Survey Reveals People in Other Countries Buy Crypto With Different Objectives
Blockchain technology is becoming increasingly popular globally for a myriad of reasons. It is seen as a risky venture in more developed countries, with the potential for yielding significant returns for investors and provide life-changing wealth. Meanwhile, in Africa and, to a larger extent, other developing regions, investors have a different view of this owing to the numerous possibilities cryptocurrencies provide.
Despite the volatile nature of the crypto markets, investors from these regions know that with discipline and a defined plan, cryptocurrency offers them a gateway to a comfortable life for themselves and their loved ones.
The Unbanked Make-Up The Numbers
With 57% of the African population currently unbanked, data from a survey conducted by Luno shows that only 3% of crypto investors from the region do not have an investment plan.
About 69% of crypto investors in Kenya, Nigeria, and South Africa do so to secure their family’s wellbeing. 48% put money into crypto to afford education for their children, while 39% and 43% invest to purchase a home and leave a fund for their children/grandchildren respectively.
Other countries involved in the survey had varying priorities as well. About 41% of Australian respondents chose to invest in property. Indonesia, Malaysia, and the UK had 49%, 57%, and 36% of investors using the investments to build their pension pots.
A lot of Africans have turned to digital assets as a means of livelihood. This explains why the crypto market has been adopted widely in the region. Data from Usefultulip shows tremendous growth so far, and from many indications, this may not slow down any time soon.
African Countries Have The Greatest Adoption Rates
Looking at the data reveals that Nigeria, South Africa, Kenya and Ghana have continued to top the charts in terms of total volume traded on two peer-to-peer platforms (Paxful and Localbitcoins). As of last month, these figures stood at 9.3, 1.8, 4.7, and 2.8 million USD respectively. Nigeria has maintained its dominance on this list due to the looming economic hardship and high inflation that currently plagues the country.

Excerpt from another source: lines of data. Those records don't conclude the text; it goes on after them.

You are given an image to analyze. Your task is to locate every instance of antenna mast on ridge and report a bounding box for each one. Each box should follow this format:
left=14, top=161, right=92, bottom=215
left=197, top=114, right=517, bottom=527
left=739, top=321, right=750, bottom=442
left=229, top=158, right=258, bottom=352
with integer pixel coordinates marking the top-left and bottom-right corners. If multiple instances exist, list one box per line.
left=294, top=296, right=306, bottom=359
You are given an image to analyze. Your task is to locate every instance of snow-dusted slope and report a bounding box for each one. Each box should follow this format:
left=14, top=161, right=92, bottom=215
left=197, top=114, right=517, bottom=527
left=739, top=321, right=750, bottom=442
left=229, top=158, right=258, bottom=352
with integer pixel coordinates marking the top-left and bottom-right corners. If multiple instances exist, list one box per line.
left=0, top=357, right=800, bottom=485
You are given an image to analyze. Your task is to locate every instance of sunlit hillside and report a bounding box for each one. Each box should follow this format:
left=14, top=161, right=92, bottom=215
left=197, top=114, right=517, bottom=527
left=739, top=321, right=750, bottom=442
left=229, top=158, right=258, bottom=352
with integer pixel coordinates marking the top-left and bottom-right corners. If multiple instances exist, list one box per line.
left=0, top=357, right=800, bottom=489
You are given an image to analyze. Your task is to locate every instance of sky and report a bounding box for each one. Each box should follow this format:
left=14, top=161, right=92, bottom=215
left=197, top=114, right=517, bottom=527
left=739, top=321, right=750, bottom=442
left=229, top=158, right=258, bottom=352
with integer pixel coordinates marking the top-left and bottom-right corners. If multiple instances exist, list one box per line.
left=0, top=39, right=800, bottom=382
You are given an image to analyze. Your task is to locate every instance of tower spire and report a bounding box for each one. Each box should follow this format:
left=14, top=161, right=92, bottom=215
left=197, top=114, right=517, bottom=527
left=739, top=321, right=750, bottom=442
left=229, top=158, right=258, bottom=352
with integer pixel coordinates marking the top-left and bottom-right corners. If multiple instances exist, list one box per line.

Meanwhile, remittances have proved to be another area with a wide gap in developing countries. According to the World Bank, the cost of transferring an equivalent of $200 to sub-Saharan Africa is 9.3%. This fee is a far cry from what is obtainable in other regions. In Russia, Central Asia, and Southeast Asian countries, money transfers only cost 1.3% to 1.7% of the total amount to be sent.
Millennials Lead The Way
A close look at the demographic that invests and supports Bitcoin and cryptocurrencies reveals young adults between 18 and 44. A YouGov poll has revealed that from a pool of 4,912 US citizens, 27% favor using Bitcoin as a legal tender. It is worth stating that 80% of this group are young adults.
In most cases, these takes tend to be lower for young adults, thereby increasing their risk appetite. This makes them more inclined to emerging fields like cryptocurrency. Also, millennial households have become the highest earners in the US. Their favorable disposition to Bitcoin would see them invest in it for the long term to help cater to their families’ needs and add to their retirement funds.
Among all the regions needing to adopt cryptocurrency, the sub-Saharan area appears to be at the forefront. Whether or not the trend continues, this development sheds light on the growing use case of digital assets worldwide.